ESPE Yearbook of Paediatric Endocrinology

Brief Summary: This prospective singleton birth cohort (N=288, 43.4% male) from Flanders, Belgium, was a subset of a larger longitudinal cohort (ENVIRONAGE). The authors used a targeted proteomic panel to measure 386 inflammatory-related proteins in cord blood and examined their associations with birth weight (BW), birth weight ratio (BWR - BW divided by the median BW for gestational age for sex and parity), and rapid infant weight gain (defined as [weight z score at 12 m minus BW z score] > 0.67). Other outcomes at 4-6 y were weight, body mass index (BMI), waist circumference and overweight. Multiple logistic regression models were adjusted for several maternal and offspring factors and Bonferroni correction was used to correct for multiple testing.

Mother’s pre-pregnancy BMI was (mean ± SD) 24.1±4.1, 52.4% were primiparous, 66.3% had a college or university diploma, gestational age was 39.6±1.7 weeks, birth weight 3389±493 g (10% > 4000 g; 2.4% < 2500 g) and 95% had at least 2 European grandparents. 31% showed rapid infant weight gain, and 11.8% were overweight or obese at 4-6 y.

Seven proteins were of significant interest; these were involved in GH pathway, metabolism and metabolic disorders, neurological pathways and placental vascularization. Positive associations with BWR and/or BW were seen with afamin and SFRP4. Both proteins are linked to the Wnt signaling pathway, which is involved in cell proliferation, survival migration and polarity in pre- and postnatal life. Afamin overexpression in transgenic mice leads to increased birth weight, and elevated afamin and SFRP4 concentrations in the first trimester in humans are associated with gestation diabetes.

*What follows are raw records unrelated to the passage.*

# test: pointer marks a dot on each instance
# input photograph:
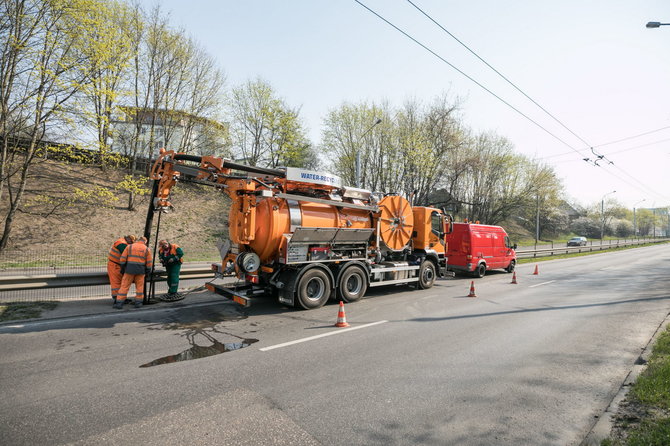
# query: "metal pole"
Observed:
(602, 224)
(537, 221)
(147, 233)
(358, 168)
(358, 153)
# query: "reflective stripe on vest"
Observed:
(136, 258)
(114, 252)
(173, 251)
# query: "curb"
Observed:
(603, 427)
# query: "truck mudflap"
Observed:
(240, 294)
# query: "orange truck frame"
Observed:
(303, 237)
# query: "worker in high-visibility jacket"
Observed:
(114, 263)
(170, 255)
(136, 263)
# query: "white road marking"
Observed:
(323, 335)
(543, 283)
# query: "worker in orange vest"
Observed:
(136, 263)
(170, 255)
(114, 263)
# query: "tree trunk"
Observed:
(131, 200)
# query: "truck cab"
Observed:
(475, 248)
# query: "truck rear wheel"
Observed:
(480, 271)
(426, 275)
(353, 284)
(313, 289)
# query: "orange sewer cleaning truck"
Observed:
(303, 237)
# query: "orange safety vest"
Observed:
(173, 252)
(136, 258)
(114, 252)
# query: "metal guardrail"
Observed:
(43, 281)
(542, 252)
(82, 279)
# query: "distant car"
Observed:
(577, 241)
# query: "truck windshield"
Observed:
(436, 223)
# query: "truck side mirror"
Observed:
(449, 224)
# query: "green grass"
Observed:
(580, 254)
(13, 311)
(651, 398)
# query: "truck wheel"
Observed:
(353, 284)
(426, 274)
(313, 289)
(480, 271)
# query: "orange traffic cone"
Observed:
(472, 289)
(341, 318)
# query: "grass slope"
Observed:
(78, 209)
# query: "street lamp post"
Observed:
(634, 219)
(602, 213)
(358, 153)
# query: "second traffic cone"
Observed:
(472, 289)
(341, 318)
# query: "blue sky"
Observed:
(592, 64)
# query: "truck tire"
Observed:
(313, 289)
(426, 274)
(352, 284)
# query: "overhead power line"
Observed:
(633, 137)
(498, 73)
(598, 157)
(468, 77)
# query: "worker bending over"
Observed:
(135, 262)
(170, 255)
(114, 263)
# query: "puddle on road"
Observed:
(198, 351)
(201, 323)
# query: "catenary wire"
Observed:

Lower cord blood levels of 5 proteins showed negative associations with growth. EPHA4 (which has a positive role in IGF-1R signalling and postnatal body growth in mice), TCN1 (which binds vitamin B12, and B12 deficiency is associated with lower BW), CELSR2, SLITRK1, and UNC5D (these latter 3 are involved in neurological pathways but yet unknown roles in growth). For rapid infant weight gain and overweight at age 4-6 y, odds ratios (and 95% CI) were well below 1.0 for afamin, and a trend was noted for SFRP4: OR 0.49; 0.29-1.01 for rapid infant weight gain). In contrast, an elevated OR (2.44; 95% CI 1.26-4.8) was seen for TCN1 and rapid infant weight gain. Forest plots per doubling of protein levels were also calculated for weight, BMI and waist circumference at age 4-6 y and again pointed to negative associations of EPHA4, SLITRK1, CELSR2 and UNC50.

This study presents many novel findings. None of the associations appeared to be sex-specific. Further studies should explore how stress during pregnancy can influence the fetal proteome and contribute to newborn growth as well as to future disease risks.